With reference to FIG. 9, a flowchart showing the operation of a medical device communication system in an embodiment of the present teachings is shown. In some embodiments, the medical device communication system begins at state 800. When necessary or needed EMD 20 or IPG 10 initiates transmitting telemetry session using data generated by EMD 20 or IPG 10 over at least two transmitters having separate frequencies at state 802. IPG 10 or EMD 20 can then receive the multiple frequencies with at least two receivers at state 804. IPG 10 and/or EMD 20 can select the frequency with an optimal quality at state 806. As discussed above, the determination of frequency quality can be based on several characteristics. After IPG 10 and/or EMD 20 have made a determination on which frequency has the best quality, IPG 10 and/or EMD 20 can then process the received telemetry data. Optionally, IPG can then remove power to all the transmitters transmitting the non-selected frequency at step 810. This is helpful in conserving IPG battery power. EMD 20 and/or IPG 10 can then continue to periodically sample and test all the transmitted frequencies for quality. If the quality of the selected frequency has not deteriorated, then IPG 10 or EMD 20 continue to periodically sample and test all the transmitted frequencies for quality. If the quality of the selected transmission has deteriorated (state 812), then IPG 10 and/or EMD 20 can determine the frequency with the best quality at state 806 and then process the data at state 808. Optionally, at state 814, IPG 10 can re-initiate power to its transmitters. This allows EMD to again evaluate the quality of all the transmitted frequencies from IPG 10 and select a new frequency if necessary.

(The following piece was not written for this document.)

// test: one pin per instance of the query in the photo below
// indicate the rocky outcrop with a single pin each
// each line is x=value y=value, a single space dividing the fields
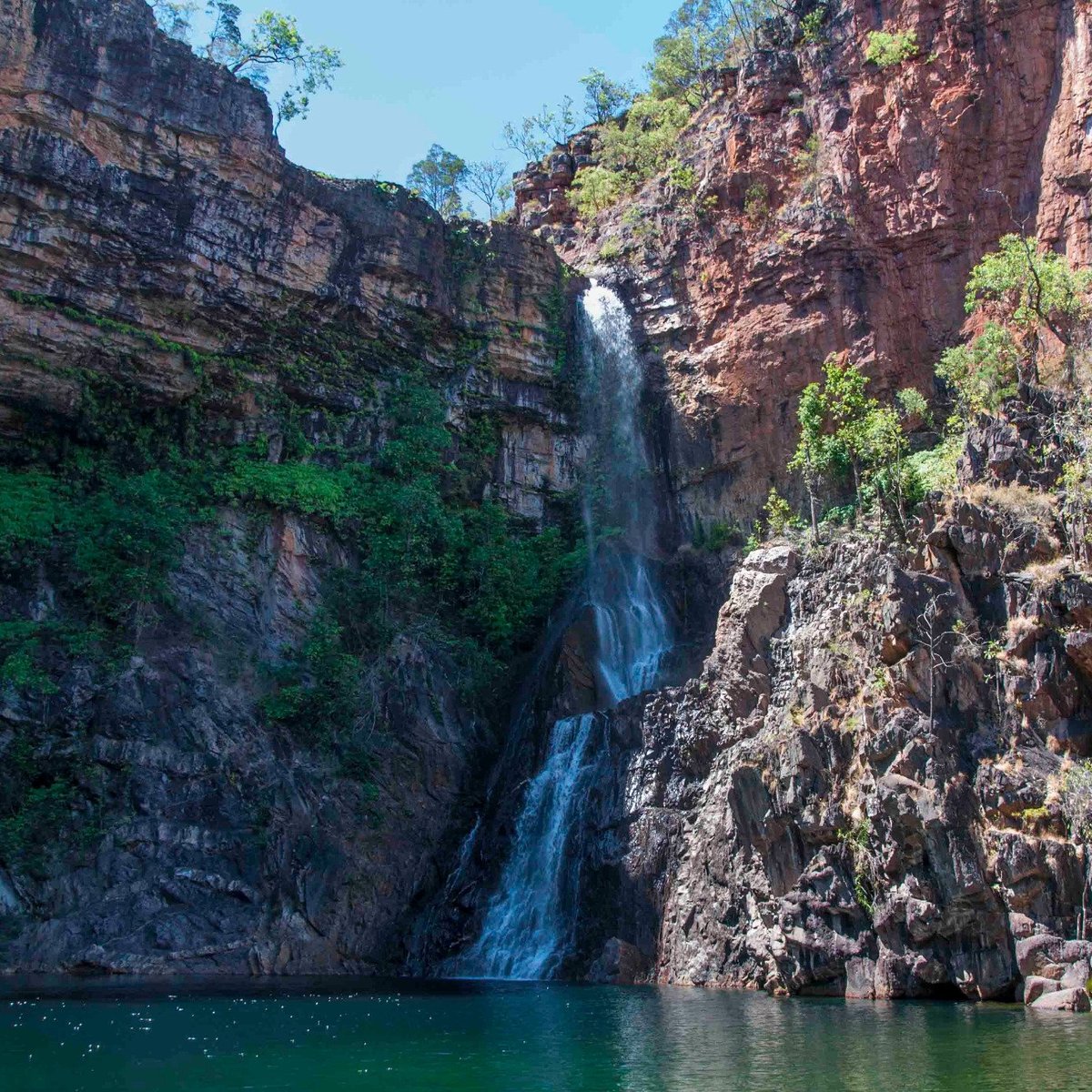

Thus, embodiments of the MULTIPLE BAND COMMUNICATIONS FOR AN IMPLANTABLE MEDICAL DEVICE are disclosed. One skilled in the art will appreciate that the present invention can be practiced with embodiments other than those disclosed. The disclosed embodiments are presented for purposes of illustration and not limitation, and the present invention is limited only by the claims that follow.